Types of Galactosemia

Galactosemia i

This type of galactosemia is the least of the worst of the three. Since the disease is mostly found in babies, this type makes the baby look, and seem normal at birth. When the baby is giving milk for the first time, the symptoms of the disease start to take action throughout the babies body. There are many disadvantages when diagnosed with this type of galactosemia. Speech disorders, cataracts, ovarian atrophy, and infertility in females, learning disabilities, and behavioral problems are all the symptoms.This form of Galactosemia occurs when the galactose-1-phosphate uridyl transferase (GALT) is missing. This is the most common form of Galactosemia.

Galactosemia ii

This is a rare form of galactosemia. Unfortunately being rare, this type is probably the number one form of galactosemia to have, if you had to have one of the three types. Cataracts at an early age are developed for babies born with galactosemia II. These can be ignored if the baby is given a galactose-free diet. This form of Galactosemia occurs when the galactokinase (GALK) is missing.

Galactosemia iii

This form of galactosemia is extremely rare and occurs when the uridyl diphosphogalactose-4-epimerase (GALE) is missing.
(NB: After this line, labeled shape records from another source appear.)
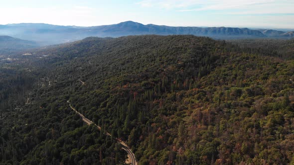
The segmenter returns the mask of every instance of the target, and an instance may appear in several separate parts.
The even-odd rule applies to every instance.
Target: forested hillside
[[[242,45],[89,37],[1,61],[0,163],[124,163],[67,100],[140,165],[294,163],[294,55]]]

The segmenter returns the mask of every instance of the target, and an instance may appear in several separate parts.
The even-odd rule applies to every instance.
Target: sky
[[[1,0],[0,24],[97,26],[132,20],[175,26],[294,29],[294,0]]]

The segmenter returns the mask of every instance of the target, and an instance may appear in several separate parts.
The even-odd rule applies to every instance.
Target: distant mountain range
[[[221,39],[291,38],[294,37],[294,31],[285,32],[272,29],[254,30],[247,28],[225,27],[172,27],[151,24],[144,25],[131,21],[112,25],[91,27],[59,26],[44,23],[19,23],[0,25],[0,35],[8,35],[33,40],[41,45],[66,43],[89,36],[117,37],[143,34],[192,34]]]
[[[38,46],[39,45],[34,41],[24,40],[7,36],[0,36],[0,55],[9,54]]]

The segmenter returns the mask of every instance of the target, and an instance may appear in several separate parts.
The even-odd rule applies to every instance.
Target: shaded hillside
[[[35,42],[7,36],[0,36],[0,55],[11,54],[38,46]]]
[[[11,98],[0,103],[1,163],[121,164],[119,146],[82,126],[69,100],[131,146],[140,164],[293,163],[294,62],[252,50],[144,35],[18,56],[0,69],[32,75],[33,92],[17,109]]]
[[[216,39],[244,39],[293,37],[291,32],[232,27],[172,27],[144,25],[133,21],[92,27],[58,26],[43,23],[11,24],[0,26],[0,35],[33,40],[42,45],[70,42],[89,36],[118,37],[134,35],[189,34]]]

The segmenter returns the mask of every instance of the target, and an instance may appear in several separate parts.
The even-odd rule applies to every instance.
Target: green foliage
[[[35,67],[23,74],[35,81],[25,90],[32,101],[21,110],[1,107],[1,163],[123,164],[125,152],[83,126],[69,100],[129,145],[141,165],[289,164],[294,62],[252,49],[147,35],[36,50],[50,55],[27,59]]]

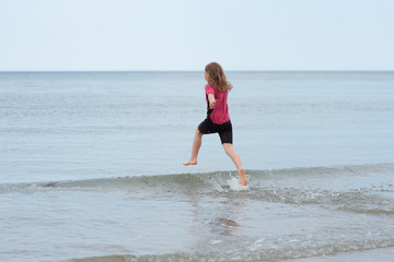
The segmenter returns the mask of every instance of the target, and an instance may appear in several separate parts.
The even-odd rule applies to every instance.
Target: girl
[[[211,62],[205,68],[205,87],[207,99],[207,118],[198,126],[193,141],[190,159],[185,166],[197,165],[198,151],[201,146],[202,134],[219,133],[225,154],[230,156],[240,175],[240,183],[247,184],[245,170],[242,168],[239,154],[232,146],[232,124],[228,108],[228,93],[232,85],[227,81],[223,69],[219,63]]]

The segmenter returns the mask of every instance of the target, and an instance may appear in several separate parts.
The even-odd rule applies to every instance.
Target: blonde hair
[[[232,84],[227,81],[224,71],[217,62],[211,62],[206,66],[205,71],[208,73],[208,84],[212,85],[220,92],[231,91]]]

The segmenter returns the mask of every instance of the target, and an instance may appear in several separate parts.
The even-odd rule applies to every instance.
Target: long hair
[[[208,84],[212,85],[220,92],[231,91],[232,84],[227,81],[224,71],[217,62],[211,62],[206,66],[205,71],[208,73]]]

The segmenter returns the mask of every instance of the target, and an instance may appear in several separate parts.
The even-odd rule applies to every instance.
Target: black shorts
[[[202,134],[209,133],[219,133],[220,141],[222,144],[229,143],[232,144],[232,124],[231,121],[228,121],[222,124],[217,124],[210,120],[209,117],[206,118],[199,126],[198,130]]]

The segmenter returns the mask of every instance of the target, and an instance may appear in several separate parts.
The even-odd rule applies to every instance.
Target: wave
[[[258,188],[262,183],[283,181],[287,179],[308,181],[309,179],[337,179],[354,176],[366,177],[374,176],[376,174],[393,175],[394,164],[246,170],[251,188]],[[173,189],[216,189],[222,191],[221,189],[231,188],[229,182],[233,182],[236,178],[236,171],[213,171],[199,174],[113,177],[86,180],[3,183],[0,184],[0,193],[21,190],[147,190],[149,188],[165,189],[169,192],[172,192]],[[387,189],[387,191],[391,192],[391,189]]]
[[[234,171],[118,177],[76,181],[0,184],[0,194],[31,191],[99,191],[142,195],[205,194],[247,198],[345,212],[394,214],[394,165],[358,165],[247,170],[250,186]],[[242,192],[240,192],[242,191]]]

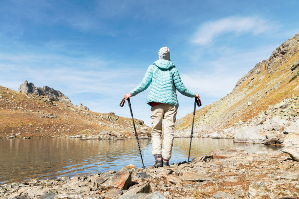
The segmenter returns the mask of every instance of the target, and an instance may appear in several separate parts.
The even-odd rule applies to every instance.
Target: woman
[[[142,82],[124,98],[134,96],[146,90],[151,84],[147,103],[151,106],[152,155],[155,156],[153,166],[168,166],[171,156],[175,116],[178,107],[176,90],[184,95],[200,98],[186,88],[181,80],[175,66],[171,62],[170,52],[167,47],[159,50],[159,60],[149,66]],[[162,152],[162,126],[164,120],[164,138]]]

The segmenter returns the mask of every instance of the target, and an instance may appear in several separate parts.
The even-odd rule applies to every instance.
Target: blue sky
[[[166,46],[204,106],[299,33],[298,8],[297,0],[1,1],[0,85],[16,90],[28,80],[129,117],[120,100]],[[150,125],[149,91],[131,101],[134,117]],[[193,100],[178,95],[178,118]]]

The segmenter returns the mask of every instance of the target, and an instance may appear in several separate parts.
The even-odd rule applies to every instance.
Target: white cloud
[[[258,17],[231,17],[203,24],[193,36],[192,42],[199,45],[210,44],[219,35],[229,32],[251,33],[254,35],[269,32],[273,26]]]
There are two types, an inactive form and an active form. The inactive form is more commonly found, and like the other forms are mostly found in infants. Infants born with this form of galactosemia III are born containing high levels of galactose-1-phosphate. People who have been tested and identified with normal levels of GALK and GALE, are able to proceed in a enjoyable regular diet. The symptoms for this form are very similar to the symptoms in galactosemia I, but have more severe neurological problems. The active form of galactosemia III is very rare. In history only two medical records have recorded it. It is very deadly and normally leads to seizures.
These are the organs affected by Galactosemia

The Chemical Cause for Galactosemia

Galactosemia is an inherited disorder of DNA or genes. This error occurs when one of the three enzymes that converts galactoses into glucose-1-phosphate are missing or inactive in the body. The enzymes are: galactose-1-phosphate uridyl transferase (GALT), galactokinase, and UDP galactose epimerase. With one of the three enzymes missing the body can’t convert the galactose into glucose-1-phosphate. This causes galactose to build up in the body and causes it to flow through the blood. This can cause severe lever damage and death.